У меня изумительные родители, у деревенского мальчика (отслужу-отсижу) таких нет. Грубая жизнь – с рождения, магазин ограбит, не оттого, что голоден, а из удали, или выпьет и подерется с кем-нибудь – как такого судить? А если одноклассницу изнасилует? А если человека убьет? С какого момента ребенок начинает отвечать за свои поступки и начинает ли?
Одного мальчика лет шести, очень легко одетого, я подобрал перед Новым годом на автостанции: он пришел побираться – думаю, в первый раз, и еще не знал, как подступиться к этому. Взял я его на елку к дачникам, помыли мальчика, приодели, надавали разных вещей, отправился его провожать. “Наша квартира”, – показывает, а там комната такая, безо всего, только лампочка под потолком и кровать железная, а поверх, на куче тряпья, – голый дядька, грязный, пьяный, и запах.
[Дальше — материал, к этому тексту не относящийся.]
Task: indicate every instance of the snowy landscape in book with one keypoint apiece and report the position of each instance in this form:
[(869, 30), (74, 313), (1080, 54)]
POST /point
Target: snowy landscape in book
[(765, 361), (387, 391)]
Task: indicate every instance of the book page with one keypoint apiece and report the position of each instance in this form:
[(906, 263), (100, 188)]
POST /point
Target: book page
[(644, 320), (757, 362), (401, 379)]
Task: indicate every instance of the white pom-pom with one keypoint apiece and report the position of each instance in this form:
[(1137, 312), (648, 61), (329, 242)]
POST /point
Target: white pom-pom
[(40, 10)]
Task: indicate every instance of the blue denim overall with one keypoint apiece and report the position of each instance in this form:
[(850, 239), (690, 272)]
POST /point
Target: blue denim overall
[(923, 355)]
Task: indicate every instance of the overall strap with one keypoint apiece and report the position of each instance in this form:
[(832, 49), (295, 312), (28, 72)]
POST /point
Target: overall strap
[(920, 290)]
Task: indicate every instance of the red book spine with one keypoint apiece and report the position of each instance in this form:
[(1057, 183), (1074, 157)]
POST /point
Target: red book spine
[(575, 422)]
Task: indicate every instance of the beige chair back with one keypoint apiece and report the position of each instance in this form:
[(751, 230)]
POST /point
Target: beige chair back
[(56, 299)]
Я дядьку прикрыл, попытался что-то ему втолковать – про сына, мешки с вещами, про то, что порядок нужен, а он меня спрашивает: “Православный?” Я замялся – что за вопрос? – а дядька присел на кровати, качнулся так: “Русский?” – “Да, – отвечаю, – русский”. – “И зачем тебе – вещи, порядок? Мне вот, – говорит, – ни-че-го не надо”. Но почему? Он и сам как будто бы удивлен. А сына его я на следующий день опять встретил у автостанции. Не признал меня, рассказывает взахлеб: “Вчера в таком доме был! Во живут москвичи!.. Наворова-а-ли!”
То – дети. А взрослый народ и впрямь совершенно себя позабыл. Почти никто, например, не помнит телефонного кода нашего города – не даем мы свой номер никому за его пределами, не чувствуем себя частью целого. Будда, Сократ, Толстой, а вот я – житель такого-то городка, телефонный номер такой-то, – вот как должно быть устроено. В глубины народного сознания и прочее верят теперь только дачники, а местные телевизор смотрят. Не от усталости, не потому, что тяжелая жизнь, она легкая, неголодная, а чтобы дырку заполнить, чем-то себя занять.
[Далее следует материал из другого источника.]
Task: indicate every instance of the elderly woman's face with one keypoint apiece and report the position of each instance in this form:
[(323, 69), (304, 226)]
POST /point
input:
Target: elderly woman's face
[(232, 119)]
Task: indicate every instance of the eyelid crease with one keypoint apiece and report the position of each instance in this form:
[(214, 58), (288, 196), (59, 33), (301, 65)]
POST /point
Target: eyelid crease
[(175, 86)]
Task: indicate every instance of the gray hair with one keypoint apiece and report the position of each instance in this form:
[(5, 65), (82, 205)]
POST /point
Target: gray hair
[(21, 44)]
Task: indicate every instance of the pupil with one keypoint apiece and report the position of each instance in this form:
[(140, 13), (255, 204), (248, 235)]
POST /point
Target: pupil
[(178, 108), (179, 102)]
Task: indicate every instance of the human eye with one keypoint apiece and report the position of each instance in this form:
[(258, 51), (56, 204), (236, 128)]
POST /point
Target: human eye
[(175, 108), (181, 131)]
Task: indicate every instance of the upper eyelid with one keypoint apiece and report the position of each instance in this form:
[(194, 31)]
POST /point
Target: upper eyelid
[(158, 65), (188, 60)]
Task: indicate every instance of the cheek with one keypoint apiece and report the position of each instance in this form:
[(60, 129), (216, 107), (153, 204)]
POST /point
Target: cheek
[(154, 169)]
Вернемся к моей ситуации. Родители живы, оба на пенсии: папа преподавал английский, мама начальные классы вела, от меня внуков не дождались, переселились в Москву: там театры, выставки, там сестра моя живет младшая. Родители любят друг друга и нас с сестрой. Бунта против мира взрослых у меня никогда не было. Говорят, юность без бунта неполноценна – я так не думаю.
Итак, близкие живы, и в списке моих потерь Верочка – самая главная, по существу, единственная. Три года прошло, как не стало ее, а вспоминаю Верочку ежедневно, даже, может быть, ежечасно. Всегда – когда сталкиваюсь с живыми, умными девочками, а они среди моих учениц есть. Одна тут недавно спросила: “Раз запятые ставят по правилам, то, может, они вообще не нужны?” Отчего самому мне этот вопрос не пришел в голову? “Надо подумать, – говорю ей, – надо подумать”. Ради таких вот умненьких и работаю.
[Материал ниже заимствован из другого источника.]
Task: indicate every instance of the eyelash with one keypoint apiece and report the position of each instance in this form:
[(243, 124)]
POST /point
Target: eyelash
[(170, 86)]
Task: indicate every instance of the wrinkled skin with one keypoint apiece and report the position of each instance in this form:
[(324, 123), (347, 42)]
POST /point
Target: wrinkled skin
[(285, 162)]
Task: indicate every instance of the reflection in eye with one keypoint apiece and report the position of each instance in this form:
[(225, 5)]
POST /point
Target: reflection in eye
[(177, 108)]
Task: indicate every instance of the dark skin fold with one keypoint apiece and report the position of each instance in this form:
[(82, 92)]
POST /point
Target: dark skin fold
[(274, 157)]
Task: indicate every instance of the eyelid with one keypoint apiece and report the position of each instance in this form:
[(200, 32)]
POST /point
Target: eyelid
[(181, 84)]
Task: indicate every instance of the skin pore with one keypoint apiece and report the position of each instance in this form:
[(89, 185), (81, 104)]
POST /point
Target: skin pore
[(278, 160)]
Чтобы покончить с дачниками: незадолго до Верочкиного отъезда сидели мы с ней на веранде и писали для моей выпускницы Полины вступительное сочинение в какой-то бессмысленный вуз. Академия сервиса, кажется: берут всех подряд, телефоны на экзаменах не отнимают, так что мы себе пили чаек и наперебой отправляли Полине текстовые сообщения. Тема досталась такая: “Духовный мир провинциальных дворян в романе «Евгений Онегин»”. Всему, что мы пишем, Полина, предполагалось, придаст развитие.